Former conservative President Nicolas Sarkozy said that France lost a great industrialist and the aviation world a pioneer. “Me, I simply lose a friend,” Sarkozy said.

The March 2018 edition of Forbes ranked Dassault as having the fourth-largest fortune in France, worth 19 billion euros ($22.6 billion.)

He was fighting a 2017 tax fraud conviction and two million-euro fine over millions of euros he had kept outside of France. His defence lawyers said the financial arrangements were set up by Marcel Dassault during the 1950s. An appeals court hearing in the case was scheduled for next week.

In another affair, Dassault was handed preliminary charges in 2014 for alleged vote buying and complicity in illicitly financing an electoral campaign.

He was born Serge Bloch in Paris on April 4 1925, the second son of Marcel Bloch, who had founded his first aircraft company in 1928. During the Second World War, the family was held in internment. After the war, Marcel Bloch began to rebuild his business and changed the family name to Dassault.

Serge was educated at the Lycée Janson de Sailly, Paris, and the Ecole Nationale Superieure de l’Aeronautique, before joining the family business in the 1950s. It wasn't until his father's death in 1986 though that he was finally able to take over.

Away from work, his main hobby was shooting at his 2,000 acre estate at Rambouillet.

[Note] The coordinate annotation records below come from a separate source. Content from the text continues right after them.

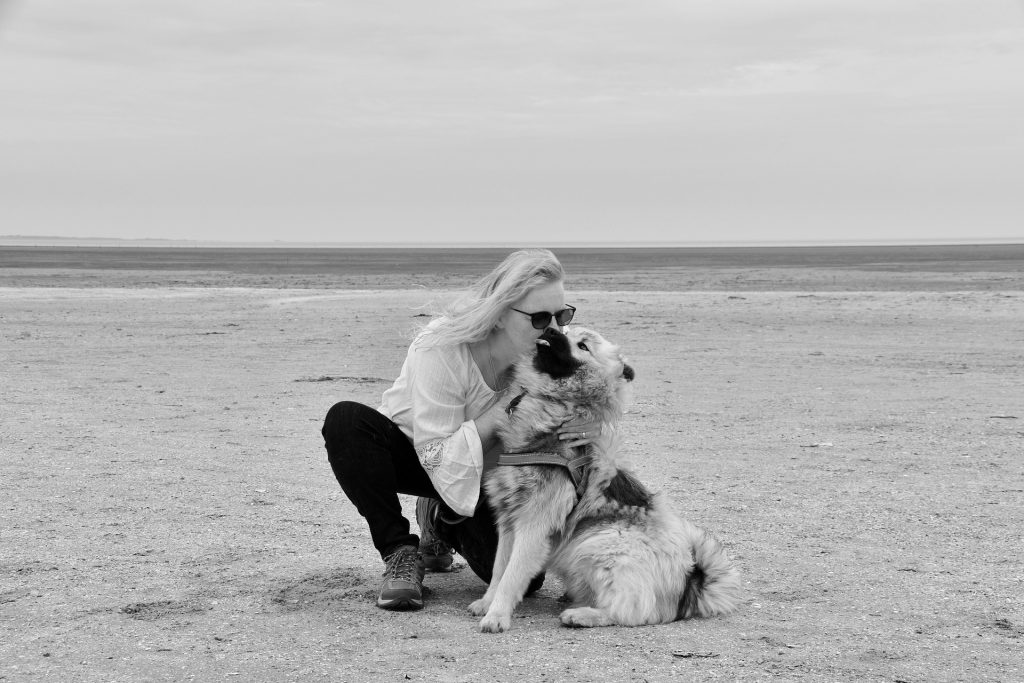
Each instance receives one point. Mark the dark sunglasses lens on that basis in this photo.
(540, 321)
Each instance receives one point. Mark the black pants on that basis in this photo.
(374, 462)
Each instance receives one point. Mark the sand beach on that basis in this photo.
(851, 428)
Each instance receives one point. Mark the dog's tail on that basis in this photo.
(713, 586)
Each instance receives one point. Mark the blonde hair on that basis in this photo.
(473, 315)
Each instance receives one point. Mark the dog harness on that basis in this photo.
(577, 467)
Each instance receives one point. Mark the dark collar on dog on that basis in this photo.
(577, 466)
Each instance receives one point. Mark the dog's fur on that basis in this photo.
(624, 556)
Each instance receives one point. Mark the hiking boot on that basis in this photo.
(435, 553)
(402, 588)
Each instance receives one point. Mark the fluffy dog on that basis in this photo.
(624, 556)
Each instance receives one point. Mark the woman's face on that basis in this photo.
(550, 298)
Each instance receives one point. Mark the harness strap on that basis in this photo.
(576, 466)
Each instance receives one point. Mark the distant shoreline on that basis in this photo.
(861, 267)
(53, 241)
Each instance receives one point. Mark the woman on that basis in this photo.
(435, 432)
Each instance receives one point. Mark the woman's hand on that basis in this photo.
(581, 430)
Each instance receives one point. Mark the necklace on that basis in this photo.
(495, 380)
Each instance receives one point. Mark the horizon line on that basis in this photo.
(55, 241)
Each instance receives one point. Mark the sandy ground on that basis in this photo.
(169, 513)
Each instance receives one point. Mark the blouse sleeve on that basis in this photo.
(444, 437)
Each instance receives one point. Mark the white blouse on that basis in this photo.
(434, 400)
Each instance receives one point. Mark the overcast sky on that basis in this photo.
(513, 120)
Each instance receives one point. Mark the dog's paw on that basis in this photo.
(585, 617)
(496, 623)
(479, 607)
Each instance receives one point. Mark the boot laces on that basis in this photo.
(402, 564)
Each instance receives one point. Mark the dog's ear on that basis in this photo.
(554, 355)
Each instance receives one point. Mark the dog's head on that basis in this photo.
(562, 355)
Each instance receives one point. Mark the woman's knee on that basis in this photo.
(341, 418)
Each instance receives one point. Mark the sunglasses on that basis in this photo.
(542, 318)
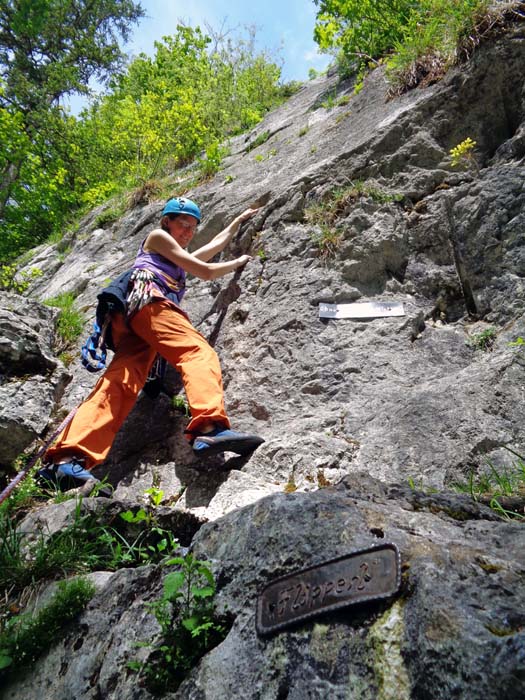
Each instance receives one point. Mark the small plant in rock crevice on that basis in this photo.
(337, 202)
(258, 141)
(11, 282)
(501, 488)
(484, 340)
(189, 625)
(180, 404)
(70, 323)
(462, 156)
(327, 240)
(26, 637)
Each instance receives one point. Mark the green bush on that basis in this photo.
(70, 323)
(419, 38)
(189, 625)
(27, 637)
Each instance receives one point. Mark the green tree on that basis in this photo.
(165, 110)
(48, 49)
(361, 29)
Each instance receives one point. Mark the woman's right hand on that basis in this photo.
(241, 262)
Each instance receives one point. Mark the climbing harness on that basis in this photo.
(94, 351)
(142, 290)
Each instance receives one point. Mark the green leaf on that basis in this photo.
(173, 582)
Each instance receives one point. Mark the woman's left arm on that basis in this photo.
(221, 240)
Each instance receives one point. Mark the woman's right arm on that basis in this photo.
(158, 241)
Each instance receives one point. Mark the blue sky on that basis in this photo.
(284, 27)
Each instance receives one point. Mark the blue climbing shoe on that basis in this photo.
(70, 475)
(225, 440)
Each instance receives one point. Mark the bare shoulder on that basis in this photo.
(153, 236)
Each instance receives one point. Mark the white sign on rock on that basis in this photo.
(367, 309)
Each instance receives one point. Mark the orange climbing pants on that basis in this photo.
(157, 328)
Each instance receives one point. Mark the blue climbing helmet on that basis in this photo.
(181, 205)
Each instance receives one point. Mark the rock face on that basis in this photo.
(454, 630)
(32, 381)
(370, 402)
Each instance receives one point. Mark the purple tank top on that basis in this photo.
(170, 278)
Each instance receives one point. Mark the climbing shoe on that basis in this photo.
(225, 440)
(70, 475)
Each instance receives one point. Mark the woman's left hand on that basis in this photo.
(247, 214)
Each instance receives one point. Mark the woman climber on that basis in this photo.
(155, 324)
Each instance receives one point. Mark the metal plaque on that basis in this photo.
(367, 309)
(358, 577)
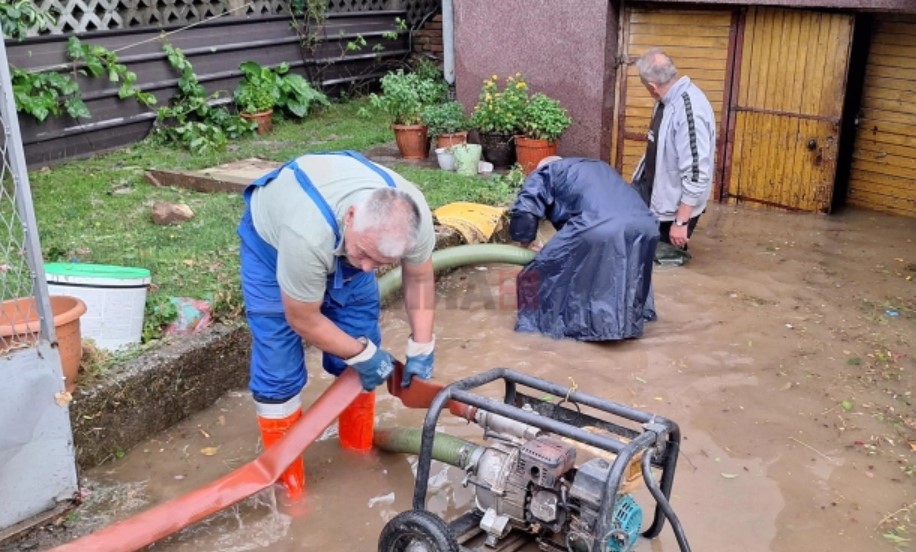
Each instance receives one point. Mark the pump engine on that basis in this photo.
(527, 484)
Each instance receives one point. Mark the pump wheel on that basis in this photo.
(417, 531)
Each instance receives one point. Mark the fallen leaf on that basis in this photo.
(62, 398)
(892, 537)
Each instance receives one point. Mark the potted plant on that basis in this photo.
(447, 123)
(544, 120)
(497, 117)
(257, 94)
(403, 97)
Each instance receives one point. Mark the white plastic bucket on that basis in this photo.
(115, 298)
(467, 158)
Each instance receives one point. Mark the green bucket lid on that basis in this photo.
(82, 270)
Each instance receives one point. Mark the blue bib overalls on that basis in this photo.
(351, 298)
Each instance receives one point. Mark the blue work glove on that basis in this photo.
(373, 365)
(420, 359)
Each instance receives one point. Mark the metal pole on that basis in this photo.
(23, 191)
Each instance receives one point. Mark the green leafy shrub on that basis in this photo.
(263, 88)
(18, 16)
(544, 118)
(47, 93)
(445, 118)
(191, 119)
(51, 92)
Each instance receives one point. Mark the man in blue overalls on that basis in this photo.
(312, 235)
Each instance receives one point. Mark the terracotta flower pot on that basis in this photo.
(19, 325)
(412, 140)
(530, 151)
(264, 120)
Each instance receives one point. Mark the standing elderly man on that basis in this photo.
(312, 234)
(593, 279)
(675, 174)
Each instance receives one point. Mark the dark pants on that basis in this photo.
(664, 229)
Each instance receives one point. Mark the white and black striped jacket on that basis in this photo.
(686, 155)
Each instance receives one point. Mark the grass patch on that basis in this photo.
(97, 210)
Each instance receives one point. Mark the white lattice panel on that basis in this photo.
(78, 16)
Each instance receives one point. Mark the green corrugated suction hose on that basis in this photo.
(461, 255)
(451, 450)
(446, 448)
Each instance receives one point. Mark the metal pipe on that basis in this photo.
(448, 42)
(173, 515)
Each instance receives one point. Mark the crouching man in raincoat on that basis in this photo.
(592, 280)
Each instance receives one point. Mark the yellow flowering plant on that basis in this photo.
(501, 110)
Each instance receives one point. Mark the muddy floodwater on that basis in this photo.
(784, 350)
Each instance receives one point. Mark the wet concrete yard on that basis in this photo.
(784, 350)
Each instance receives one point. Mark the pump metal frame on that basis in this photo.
(658, 435)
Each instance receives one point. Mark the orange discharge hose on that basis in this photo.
(171, 516)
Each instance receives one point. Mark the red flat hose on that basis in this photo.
(170, 517)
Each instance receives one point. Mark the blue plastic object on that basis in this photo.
(627, 520)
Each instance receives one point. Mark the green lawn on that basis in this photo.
(97, 210)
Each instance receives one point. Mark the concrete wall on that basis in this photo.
(564, 49)
(37, 467)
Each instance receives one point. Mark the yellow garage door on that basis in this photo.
(698, 41)
(883, 173)
(787, 107)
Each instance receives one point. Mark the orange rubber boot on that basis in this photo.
(272, 429)
(356, 425)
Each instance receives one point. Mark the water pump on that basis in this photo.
(527, 484)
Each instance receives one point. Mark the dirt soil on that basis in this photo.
(784, 350)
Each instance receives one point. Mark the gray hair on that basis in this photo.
(656, 67)
(393, 216)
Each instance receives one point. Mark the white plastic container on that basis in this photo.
(115, 298)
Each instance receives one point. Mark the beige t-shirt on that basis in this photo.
(287, 218)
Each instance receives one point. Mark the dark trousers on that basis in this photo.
(664, 228)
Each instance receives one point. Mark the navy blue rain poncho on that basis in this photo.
(592, 281)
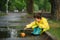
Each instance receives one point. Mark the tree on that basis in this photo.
(29, 6)
(3, 5)
(55, 9)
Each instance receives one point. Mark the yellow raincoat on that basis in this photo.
(42, 24)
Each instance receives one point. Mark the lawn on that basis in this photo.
(2, 14)
(55, 28)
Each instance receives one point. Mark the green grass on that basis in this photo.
(3, 14)
(55, 28)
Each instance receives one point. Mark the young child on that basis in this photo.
(39, 25)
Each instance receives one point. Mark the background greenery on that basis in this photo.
(21, 4)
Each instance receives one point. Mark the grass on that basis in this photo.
(2, 14)
(55, 28)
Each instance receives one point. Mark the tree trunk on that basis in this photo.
(55, 9)
(29, 6)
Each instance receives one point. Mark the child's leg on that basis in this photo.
(37, 31)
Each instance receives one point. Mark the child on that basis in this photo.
(39, 25)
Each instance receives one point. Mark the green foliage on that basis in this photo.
(21, 4)
(2, 5)
(36, 8)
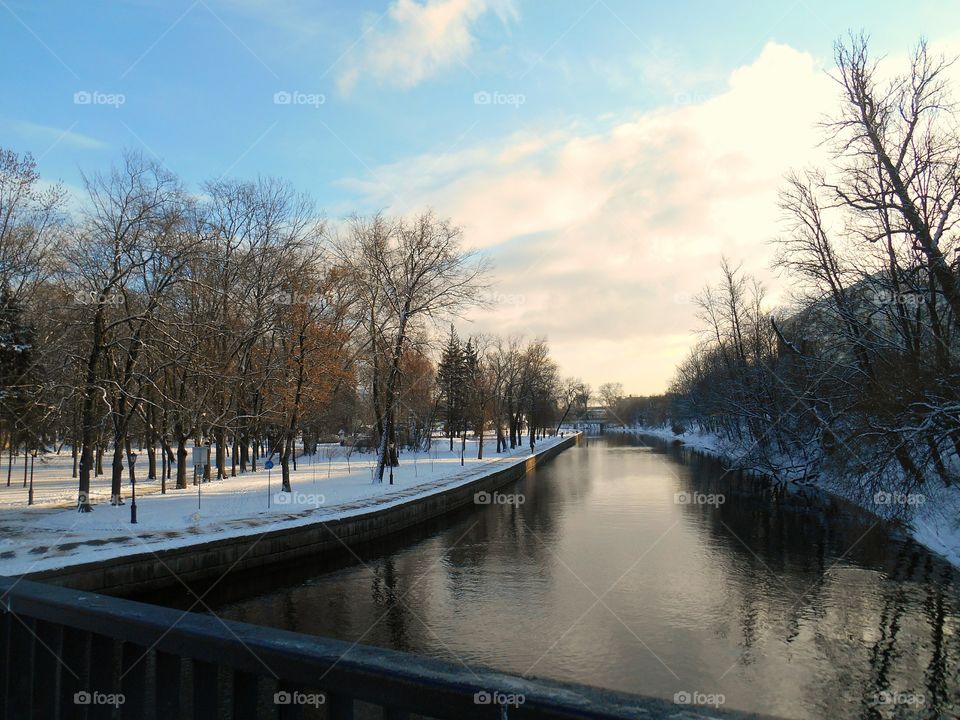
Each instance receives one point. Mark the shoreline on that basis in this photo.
(308, 534)
(943, 542)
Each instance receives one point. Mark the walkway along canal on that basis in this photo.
(647, 570)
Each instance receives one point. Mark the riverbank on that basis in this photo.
(932, 518)
(201, 532)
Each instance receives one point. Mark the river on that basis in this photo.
(617, 565)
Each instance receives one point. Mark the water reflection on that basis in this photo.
(787, 604)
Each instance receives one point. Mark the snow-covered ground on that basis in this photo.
(934, 516)
(52, 534)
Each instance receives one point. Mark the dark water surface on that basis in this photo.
(790, 606)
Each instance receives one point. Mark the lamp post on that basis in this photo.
(30, 494)
(132, 459)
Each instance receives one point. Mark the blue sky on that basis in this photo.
(388, 112)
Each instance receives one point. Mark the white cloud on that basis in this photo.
(58, 136)
(605, 235)
(415, 41)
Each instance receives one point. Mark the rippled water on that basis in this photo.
(791, 606)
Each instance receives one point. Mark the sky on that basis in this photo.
(605, 155)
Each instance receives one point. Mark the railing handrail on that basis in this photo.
(389, 678)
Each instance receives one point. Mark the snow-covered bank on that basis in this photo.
(326, 487)
(932, 518)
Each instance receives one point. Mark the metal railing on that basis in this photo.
(72, 654)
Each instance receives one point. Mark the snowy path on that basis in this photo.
(51, 534)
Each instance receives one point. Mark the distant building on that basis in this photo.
(593, 420)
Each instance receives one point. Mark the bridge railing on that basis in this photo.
(71, 654)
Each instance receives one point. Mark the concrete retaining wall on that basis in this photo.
(207, 561)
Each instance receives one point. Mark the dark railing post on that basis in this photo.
(46, 666)
(102, 658)
(133, 682)
(20, 679)
(56, 643)
(244, 696)
(341, 707)
(5, 621)
(167, 685)
(290, 711)
(205, 690)
(75, 653)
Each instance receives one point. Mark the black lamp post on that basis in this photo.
(30, 495)
(132, 459)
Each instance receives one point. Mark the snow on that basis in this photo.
(51, 534)
(934, 517)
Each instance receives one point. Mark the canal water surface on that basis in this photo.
(616, 565)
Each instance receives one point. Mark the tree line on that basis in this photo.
(857, 375)
(237, 318)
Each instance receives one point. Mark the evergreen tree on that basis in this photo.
(451, 379)
(16, 362)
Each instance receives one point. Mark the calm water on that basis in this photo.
(789, 606)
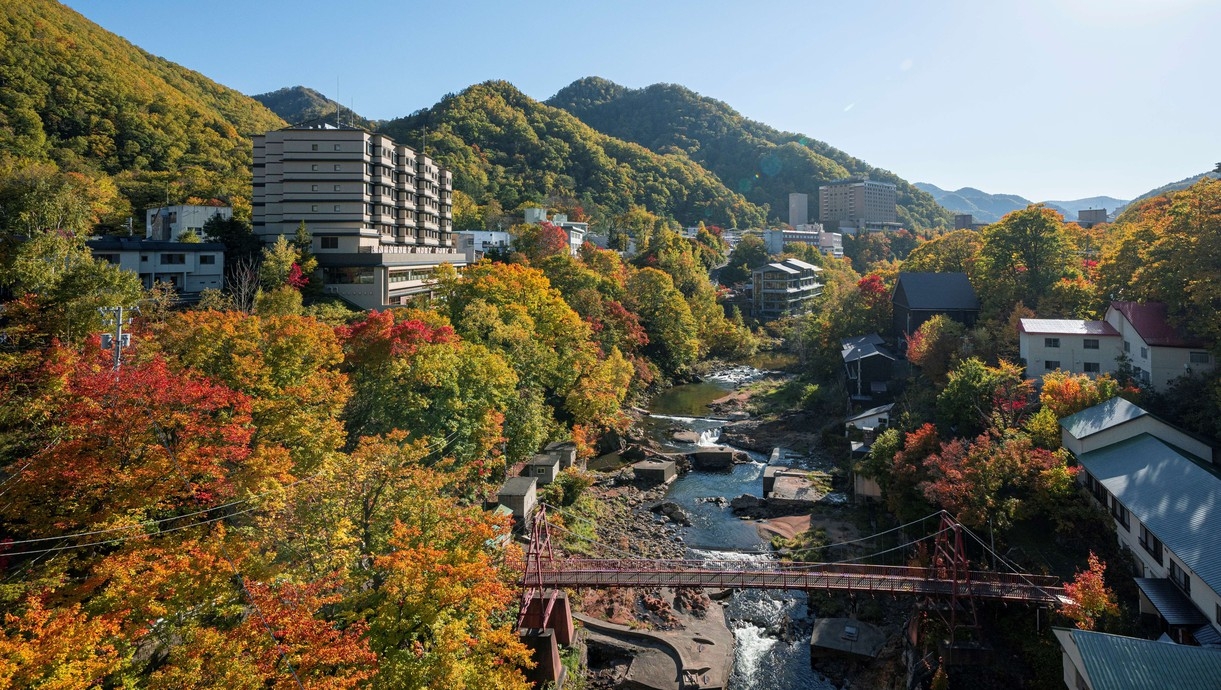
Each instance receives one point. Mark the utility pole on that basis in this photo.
(119, 340)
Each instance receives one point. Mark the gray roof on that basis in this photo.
(871, 412)
(937, 291)
(1170, 601)
(862, 346)
(1100, 418)
(1170, 493)
(1114, 662)
(1067, 327)
(519, 486)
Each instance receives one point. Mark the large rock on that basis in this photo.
(674, 512)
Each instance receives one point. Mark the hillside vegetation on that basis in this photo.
(758, 161)
(506, 147)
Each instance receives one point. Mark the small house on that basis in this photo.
(918, 297)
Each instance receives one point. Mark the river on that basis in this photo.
(763, 661)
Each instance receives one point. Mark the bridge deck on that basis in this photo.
(880, 579)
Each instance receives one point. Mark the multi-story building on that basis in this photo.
(784, 288)
(1068, 345)
(1158, 351)
(1089, 217)
(380, 213)
(188, 266)
(799, 209)
(165, 222)
(1164, 493)
(857, 203)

Dassault’s family announced his death in a brief statement to the conservative newspaper Le Figaro, which the Dassault Group owns. It said he died of a “cardiac deficiency” at the group’s office on the Champs-Elysees Avenue.

The office of President Emmanuel Macron praised a man who, he said, had consecrated his life to developing a flagship of French industry.

Survivors include his wife, Nicole, their daughter and three sons. The oldest son, Olivier, is a deputy in the national assembly.